To know the best and most typical parts of the Basque country, one should make the journey from Saint Jean-Pied-de-Port to Mauléon and Tardets. Here things are as little changed from mediævalism as one will find in modern France. One passes from the valley of the Nive into the valley of the Bidouze. There are no railways and one must go by road. The road is excellent moreover, though the distance is not great. Here is where the automobilist scores, but if one wants to take a still further step back into the past he may make the forty kilomètres by diligence. This is a real treat too, not at all to be despised as a means of travel, but one must hurry up or the three franc diligence will be supplanted by a “light railway,” and then where will mediævalism come in. All the same, if you’ve got a feverish automobile panting outside St. Jean’s city gate, jump in.
There are numerous little villages en route which will not detain one except for their quaintness. One passes innumerable oxen, all swathed in swaddling clothes to keep off the flies and plodding slowly but surely along over their work. A train of Spanish mules or smaller donkeys pulling a long wagon of wood or wool is another common sight; or a man or a woman, or both, on the back of a little donkey will be no novelty either. This travel off the beaten track, if there is not much of note to stop one, is delightful, and here one gets it at its best.
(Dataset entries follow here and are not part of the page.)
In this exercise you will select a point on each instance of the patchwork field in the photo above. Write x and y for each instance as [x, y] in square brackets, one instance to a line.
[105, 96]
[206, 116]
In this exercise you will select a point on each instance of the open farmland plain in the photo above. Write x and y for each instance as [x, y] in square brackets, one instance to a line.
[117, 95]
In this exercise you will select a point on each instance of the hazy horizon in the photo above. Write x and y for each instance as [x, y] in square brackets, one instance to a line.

Stop anywhere along the road at some inn of little pretence and you will fare well for your déjeuner. It will be very homely, this little Basque inn, but strangers will do very well for their simple wants. All one does is to ask “Avez-vous des œufs? Avez-vous du jambon? Du vin, je vous prie!” and the smiling rosy-cheeked patronne, whose name is Jeanne, Jeannette, Jeanneton, Jeannot or Margot—one or the other it’s bound to be—does the rest with a cackling “Ha! he! Eh ben! eh ben!” And you will think you never ate such excellent ham and eggs in your life as this Bayonne ham and the eggs from Basque chickens—and the wine and the home-made bread. It’s all very simple, but an Escoffier could not do it better.
The peasant’s work in the fields in the Basque country may not be on the most approved lines, and you can’t grow every sort of a crop here in this rusty red soil, but there is a vast activity and an abundance of return for the hard workers, and all the Basques are that. The plough is as primitive as that with which the Egyptian fellah turns up the alluvial soil of the Nile, but the Basque makes good headway nevertheless, and can turn as straight a furrow, up the side of a hill or down, as most of his brothers can on the level.
In the church at Bunus is a special door reserved in times past for the descendants of the Arabs who had adopted Christianity.
Here in the Basque country you may see the peasants on a fête day dance the fandango with all the ardour and the fervour of the Andalusians themselves. Besides the fandango, there is the “saute basque,” a sort of a hop-skip-and-a-jump which they think is dancing, but which isn’t the thing at all, unless a grasshopper can be said to dance.
“Le Chevalet” is another Basque dance whose very name explains itself; and then there is the “Tcherero,” a minuet-sort of a dance, wholly by men, and very graceful and picturesque it is, not at all boisterous.
The peasants play the pastoral here as they do in Languedoc and Provence, with good geniuses and evil geniuses, and all the machinery that Isaac Watts put into his hymns for little children. Here the grown men and women take them quite as seriously as did the children of our nursery days.